The two-star general in charge of the US Air Force’s nuclear mission says the Long-Range Strike Bomber (LRS-B) programme is “going exceedingly well” and meeting its major milestones despite a four-month delay to downselecting a prime contractor.

Maj Gen Garrett Harencak says he agrees with the $460 million funding reduction recently proposed by the house armed services committee for fiscal 2016, since the air force won’t be able to spend big on the programme until the contract is awarded anyway. Northrop Grumman and a Boeing-Lockheed Martin team are vying for the contract.

“We can keep this system on track and take those reductions,” he said at a 13 May Air Force Association event in Washington, noting that there would likely be years when money needs to be shifted from another account to support the bomber.

According to language in the committee’s defense policy bill, the four-month contract delay left the air force with $360 million in surplus funding appropriated for fiscal 2015 that can cover some of next year’s expenditures. The additional $100 million can be cut due to a “slower spend rate” in fiscal 2016. In total, the committee would fund the LRS-B at $786.2 million. The programme requires $14 billion in funding over the next five years.

USAF next-gen bomber

The air force wants to buy 80 to 100 stealthy, nuclear-capable bombers at a cost of about $550 million per copy to supplement and then eventually replace the aging B-1 Lancer and B-52 fleets. Air force acquisition spokesman Ed Gulick says the service expects to award a contract this summer.

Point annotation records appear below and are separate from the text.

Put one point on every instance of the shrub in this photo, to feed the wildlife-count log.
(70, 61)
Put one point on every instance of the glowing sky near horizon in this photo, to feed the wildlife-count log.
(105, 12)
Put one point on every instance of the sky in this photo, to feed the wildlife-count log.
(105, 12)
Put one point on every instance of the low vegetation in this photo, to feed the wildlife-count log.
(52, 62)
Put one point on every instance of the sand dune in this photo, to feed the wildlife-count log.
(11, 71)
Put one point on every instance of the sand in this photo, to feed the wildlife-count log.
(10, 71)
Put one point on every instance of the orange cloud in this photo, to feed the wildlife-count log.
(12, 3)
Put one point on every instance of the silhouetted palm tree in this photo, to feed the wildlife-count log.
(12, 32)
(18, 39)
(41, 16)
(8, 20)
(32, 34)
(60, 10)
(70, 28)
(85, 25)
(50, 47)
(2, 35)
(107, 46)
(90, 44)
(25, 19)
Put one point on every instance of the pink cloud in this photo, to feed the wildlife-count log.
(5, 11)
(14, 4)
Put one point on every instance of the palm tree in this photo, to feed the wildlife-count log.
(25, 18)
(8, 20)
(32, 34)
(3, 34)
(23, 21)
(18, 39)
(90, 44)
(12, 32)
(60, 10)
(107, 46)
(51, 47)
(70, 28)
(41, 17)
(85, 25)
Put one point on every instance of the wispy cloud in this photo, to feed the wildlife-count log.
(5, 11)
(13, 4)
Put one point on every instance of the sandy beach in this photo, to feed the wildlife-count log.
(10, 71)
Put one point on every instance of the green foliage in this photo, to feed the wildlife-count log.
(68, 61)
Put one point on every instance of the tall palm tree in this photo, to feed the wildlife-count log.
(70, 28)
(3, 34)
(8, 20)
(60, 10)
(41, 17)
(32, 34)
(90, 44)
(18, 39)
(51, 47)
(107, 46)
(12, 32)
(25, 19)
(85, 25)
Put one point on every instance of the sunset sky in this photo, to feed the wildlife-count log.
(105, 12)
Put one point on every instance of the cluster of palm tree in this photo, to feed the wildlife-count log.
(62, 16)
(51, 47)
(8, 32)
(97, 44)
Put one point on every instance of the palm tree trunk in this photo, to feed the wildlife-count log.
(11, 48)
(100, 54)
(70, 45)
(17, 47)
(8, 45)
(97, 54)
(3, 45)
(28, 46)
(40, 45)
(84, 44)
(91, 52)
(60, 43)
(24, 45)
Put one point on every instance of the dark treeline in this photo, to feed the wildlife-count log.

According to Clark Murdock of the Center for Strategic and International Studies, spending on nuclear modernisation will spike from 4-5% of the entire defence budget to about 8-9% in the 2020s when accounting for LRS-B, although that’s still proportionally less than other nuclear powers like Russia and China spend on their strategic nuclear weapons. The new bomber will also support conventional operations.

Murdock thinks investment in a new bomber is important to America’s national security strategy, although he would prefer a large bomber with long-range, standoff weapons like the air force's new nuclear-tipped cruise missle over a stealthy, penetrating bomber if there were not enough resources for both.

“Our defence budget is cost-capped, and it leads everybody to question every expenditure because you’re trying to force as much programme into your budget as possible,” he says, referring to automatic spending limits known as sequestration. “Everybody’s trying to sneak their nose into the tent and foot in the door.

“You should identify your must-have capabilities and adequately fund them, because you don’t want to have inadequately funded must-have capabilities. It’s an oxymoron.”

The air force asked Congress for $1.25 billion to support the bomber program in its fiscal 2016 budget request published in March. That funding profile climbs to $3.8 billion annually by 2020.